30. Januar 2018, Junge Menschen als Teilnehmer_innen fürs Projekt gewinnen

In den letzten zwei Wochen bin ich alle Kunstschulen besucht. Es steht noch ein Besuch in Georgsmarienhütte aus, der an eine Intervention gekoppelt ist.

Da viele Projekte junge Menschen zu Teilnahme und Teilhabe einladen, gibt es diese Frage: Wie erreicht man Jugendliche? Wie war’s bei uns als Jugendliche?

Wer nicht sowieso Kontakt zu Schulen hat, steht vor dieser Frage, wo und wie man heutzutage junge Menschen zuverlässig erreicht. ‚Sich kennen’ ist ein wichtiger Faktor, denn es geht konkret um eine Beziehungsebene zwischen Erwachsenen (Kunstprojektleitung) und jugendlichen Teilnehmer_innen. Wie erzählt man das Anliegen eines solchen Projektes um klar zu lachen, es geht um euch, wir bieten nur Strukturen und Material? Jugendliche sind prinzipiell offen für Prozesse als Ausdrucksmittel. Ganz freie Projekte als Erstprojekt mit Jugendlichen zu machen ist schwierig.

Ist es also ok, mit denen zu beginnen, die man kennt? Mit Nachbarn, Familie, Freunden, Schulklassen, Lehrer_innen? Ich behaupte: Ja, als Strategie ist es eine absolut menschliche und nachvollziehbare Form, eine teilnehmende Gruppe zu bilden. Eine direkte und persönliche Einladung wirkt Wunder. Bei uns allen. Man fühlt sich gesehen und gewertschätzt.

Wie erreicht man die anderen, die man immer gerne dabei hätte?

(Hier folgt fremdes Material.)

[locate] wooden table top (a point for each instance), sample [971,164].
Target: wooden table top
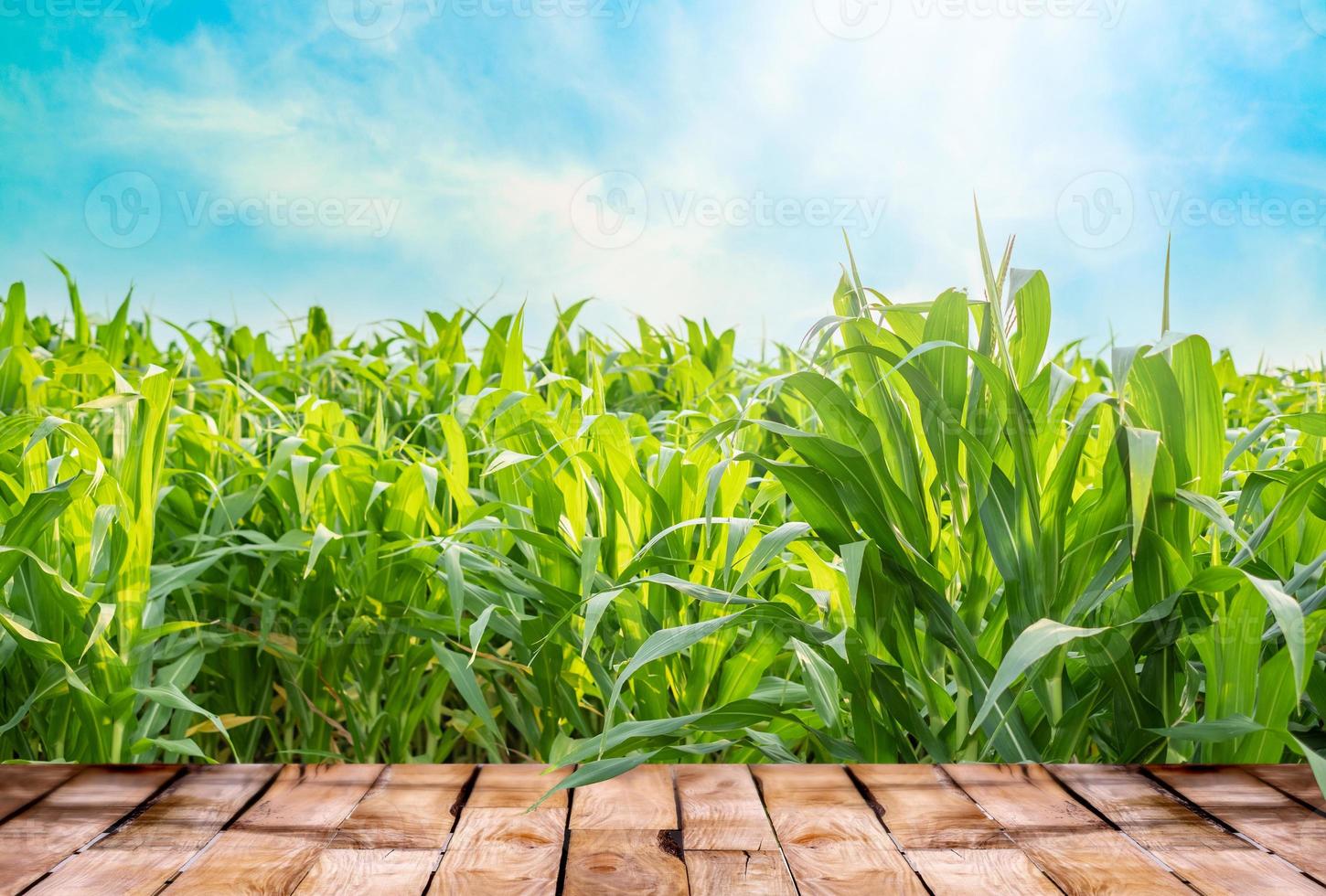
[690,828]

Jugendliche bringen gerne Freund_innen mit. Sich anonym auf einen Prozess einzulassen, ist in den seltensten Fällen gegeben, auch bei Erwachsenen. Aber kreative Einladungen zu formulieren, wo man sich einen neuen Freund_in am Tisch wünscht, ist ein sehr spannender Versuch (z.B. die Einladung zu einem Essen, wo alle einen Freund­in mitbringen, die nicht deutscher Herkunft sind. Ein Essen zu dem Thema machen: FUSION… Tischsitten, koscher und/oder halal, vegan und/oder vegetarisch, allergisch und/oder junk…). Das kann man tun mit Musik, Mode, Sport, ….

 

Für die ‚ganz anderen’ gilt: Man muss sie aktiv aufsuchen. Lust zu Projekten mag schnell da sein, aber Vertrauen braucht Anwesenheit, sich kennenlernen, absichtslos sein und Zeit miteinander verbringen. Wer oder was „die so ganz anderen sind“, die man nie trifft oder erreicht, kann für jeden anders sein, aber: Könnt ihr euch vorstellen, in einem AfD nahen Jugendklub aufzutauchen, in einem Fussball-Fan- oder Motorrad-Club, in einem Box- oder Fitness Club oder in einer Geflüchtetenunterkunft, in einem Kinderheim oder WG für Schwererziehbare Zeit zu verbringen? Könnt ihr euch vorstellen, in einem türkischen Heimatverein, in einem albanischenTanzclub oder in einem kurdischen Treff vorstellig zu werden?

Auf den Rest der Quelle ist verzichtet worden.